La montée en puissance des critères ESG

Pour prendre leurs décisions de financer ou non un projet, les investisseurs analysent le dossier selon une série de critères permettant d’évaluer le potentiel de retour sur investissement. Il y a les critères financiers stricto sensu et puis des critères extrafinanciers. Parmi les critères extrafinanciers, certains tiennent au leadership des porteurs du projet et relèvent de l’affectio sociatis (qu’on pourrait traduire par la confiance qu’inspirent les leaders), d’autres se rapportent à la culture d’entreprise ou à la politique d’anticipation des nouveaux risques. Et puis, parmi les critères extrafinanciers, il y a les critères ESG. E, pour environnement. S, pour social. G, pour gouvernance.

La parité de l’équipe dirigeante s’inscrit dans le G de gouvernance, aux côtés de l’indépendance du conseil d’administration, de la lutte contre la corruption, des modalités de prises de décision… Mais on retrouve aussi l’enjeu d’égalité professionnelle femmes/hommes dans le S de social, avec l’ensemble des dispositifs d’inclusion, les conditions de travail ou les politiques de développement des compétences.
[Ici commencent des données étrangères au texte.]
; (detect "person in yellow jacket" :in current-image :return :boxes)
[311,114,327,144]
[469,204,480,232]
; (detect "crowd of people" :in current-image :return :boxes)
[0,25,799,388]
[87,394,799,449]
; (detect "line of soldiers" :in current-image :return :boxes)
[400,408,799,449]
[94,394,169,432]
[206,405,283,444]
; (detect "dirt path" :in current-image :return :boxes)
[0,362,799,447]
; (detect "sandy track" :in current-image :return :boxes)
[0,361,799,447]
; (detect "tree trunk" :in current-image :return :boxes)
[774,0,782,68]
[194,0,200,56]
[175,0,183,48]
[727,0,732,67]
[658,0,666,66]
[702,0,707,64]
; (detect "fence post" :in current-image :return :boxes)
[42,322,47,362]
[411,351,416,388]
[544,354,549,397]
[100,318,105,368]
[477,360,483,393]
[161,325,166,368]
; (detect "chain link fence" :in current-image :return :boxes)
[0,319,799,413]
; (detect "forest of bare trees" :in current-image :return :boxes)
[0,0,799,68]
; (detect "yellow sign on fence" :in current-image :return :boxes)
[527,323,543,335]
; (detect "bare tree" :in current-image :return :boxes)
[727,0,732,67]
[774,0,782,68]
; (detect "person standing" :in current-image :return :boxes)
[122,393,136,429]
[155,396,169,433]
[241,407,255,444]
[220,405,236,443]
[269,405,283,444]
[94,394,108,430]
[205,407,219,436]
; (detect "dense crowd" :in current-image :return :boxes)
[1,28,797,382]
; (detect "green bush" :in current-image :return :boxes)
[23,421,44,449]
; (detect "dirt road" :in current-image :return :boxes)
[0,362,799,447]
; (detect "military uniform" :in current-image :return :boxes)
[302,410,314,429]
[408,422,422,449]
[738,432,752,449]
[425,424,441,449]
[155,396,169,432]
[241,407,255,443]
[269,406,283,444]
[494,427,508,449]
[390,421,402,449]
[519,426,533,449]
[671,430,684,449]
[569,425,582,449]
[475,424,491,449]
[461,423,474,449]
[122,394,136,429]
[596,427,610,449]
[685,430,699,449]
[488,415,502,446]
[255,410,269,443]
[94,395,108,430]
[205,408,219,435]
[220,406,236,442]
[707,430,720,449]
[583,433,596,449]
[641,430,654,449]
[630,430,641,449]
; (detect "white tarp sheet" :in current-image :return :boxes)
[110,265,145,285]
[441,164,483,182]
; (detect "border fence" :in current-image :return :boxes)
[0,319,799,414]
Les critères ESG connaissent une formidable montée en puissance : en 2019, 18% des investisseurs les prenaient en compte ; ils sont aujourd’hui 72% à les intégrer à leur grille d’analyse des dossiers. Sous l’angle ESG, la première chose qui saute aux yeux des investisseurs, c’est la composition de l’équipe dirigeante de l’entreprise en quête de financements. Il n’y a qu’un pas à franchir pour que ces investisseurs conditionnent leur apport financier à la mixité du leadership. Certains le font, imposant des clauses de parité aux entreprises sur lesquelles ils misent.

Mais pourquoi les investisseurs se soucient-ils de la mixité ?
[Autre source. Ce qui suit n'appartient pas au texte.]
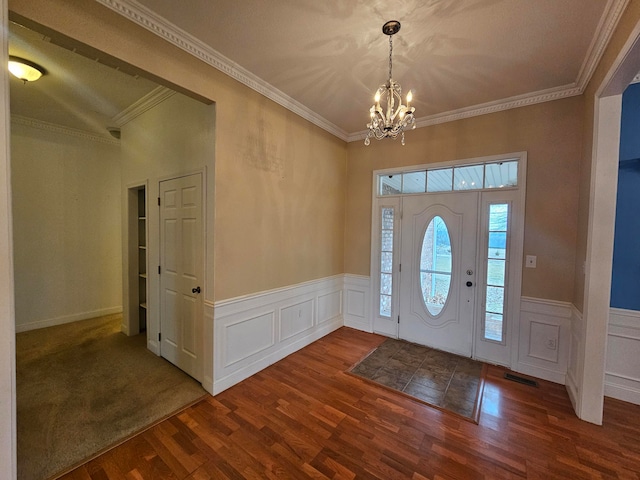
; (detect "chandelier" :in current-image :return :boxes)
[364,20,416,145]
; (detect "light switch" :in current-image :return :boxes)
[524,255,538,268]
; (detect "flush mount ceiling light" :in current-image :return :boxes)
[364,20,416,145]
[9,56,46,83]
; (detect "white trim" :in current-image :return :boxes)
[16,305,124,333]
[0,0,18,479]
[576,94,622,425]
[97,0,629,142]
[11,115,120,147]
[604,308,640,405]
[342,273,373,333]
[214,275,344,394]
[347,83,583,142]
[565,304,582,412]
[576,0,629,90]
[111,87,176,127]
[96,0,347,141]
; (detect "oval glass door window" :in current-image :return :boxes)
[420,216,451,317]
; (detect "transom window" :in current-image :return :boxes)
[378,159,518,196]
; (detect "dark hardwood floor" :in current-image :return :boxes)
[57,328,640,480]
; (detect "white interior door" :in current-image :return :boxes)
[398,192,479,357]
[160,173,204,381]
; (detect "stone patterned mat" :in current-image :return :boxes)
[349,338,486,423]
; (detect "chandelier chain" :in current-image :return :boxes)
[364,20,416,145]
[389,35,393,80]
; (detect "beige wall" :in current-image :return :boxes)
[345,97,583,301]
[573,1,640,312]
[11,123,122,331]
[9,0,346,300]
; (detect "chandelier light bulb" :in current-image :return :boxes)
[364,20,416,145]
[8,56,45,83]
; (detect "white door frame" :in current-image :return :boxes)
[158,168,208,384]
[369,152,527,368]
[0,0,18,479]
[568,17,640,425]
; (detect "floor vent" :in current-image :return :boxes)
[504,373,538,387]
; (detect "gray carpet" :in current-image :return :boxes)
[16,315,206,480]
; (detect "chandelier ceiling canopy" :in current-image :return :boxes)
[364,20,416,145]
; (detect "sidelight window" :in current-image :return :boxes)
[484,203,509,342]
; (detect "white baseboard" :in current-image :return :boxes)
[604,308,640,405]
[214,275,344,394]
[16,305,122,333]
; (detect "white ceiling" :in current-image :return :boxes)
[10,0,626,139]
[125,0,626,139]
[9,22,157,139]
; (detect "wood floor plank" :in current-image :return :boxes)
[62,328,640,480]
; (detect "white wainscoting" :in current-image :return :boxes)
[344,274,373,332]
[512,297,572,385]
[214,275,344,395]
[604,308,640,405]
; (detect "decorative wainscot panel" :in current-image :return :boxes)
[604,308,640,405]
[516,297,572,385]
[344,275,372,332]
[213,275,344,394]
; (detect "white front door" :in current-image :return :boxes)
[160,173,204,381]
[399,192,479,357]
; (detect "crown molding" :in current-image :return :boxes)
[11,114,120,146]
[576,0,629,93]
[96,0,347,141]
[347,84,582,142]
[111,87,176,127]
[96,0,629,142]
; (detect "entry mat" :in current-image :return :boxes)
[349,338,486,423]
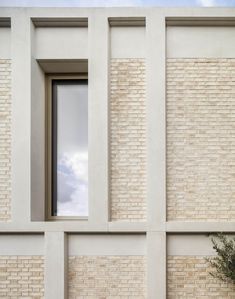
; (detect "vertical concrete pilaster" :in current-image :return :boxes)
[88,14,109,229]
[44,232,68,299]
[146,12,166,231]
[11,10,32,224]
[146,11,166,299]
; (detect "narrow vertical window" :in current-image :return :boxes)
[50,79,88,217]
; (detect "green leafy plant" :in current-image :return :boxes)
[206,233,235,284]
Quelle mouche a donc bien pu piquer ces pros du chiffre, ces experts millimétriques de la mesure du ROI, ces princes de la rigueur comptable dont on dit qu’ils n’ont pas vraiment l’habitude de faire dans les sentiments ?

Première piste : les textes légaux (quotas, index d’égalité professionnelle, lois anti-discrimination, directive européenne sur la transparence salariale…) produisent leur effet. La compliance est scrutée de près par les investisseurs qui ont gros à perdre quand ils sont mouillés d’une façon ou d’une autre dans une affaire de violation de la règlementation : ils peuvent y laisser leur droit à collecter et gérer l’argent des placements, perdre des accréditations et voir leur réputation dégradée dans un environnement où la confiance des parties prenantes est un actif de premier plan. Les lois en faveur de l’égalité de genre dans les entreprises ne sont pas nouvelles, mais leur application est désormais nettement plus rigoureusement observée par les pouvoirs publics, les médias et les citoyen·nes. Les investisseurs craignent-ils qu’un jour, un CoDir non-paritaire ou des écarts de salaires discriminatoires soient aussi embarrassants qu’un acte de corruption ou un délit d’initié ?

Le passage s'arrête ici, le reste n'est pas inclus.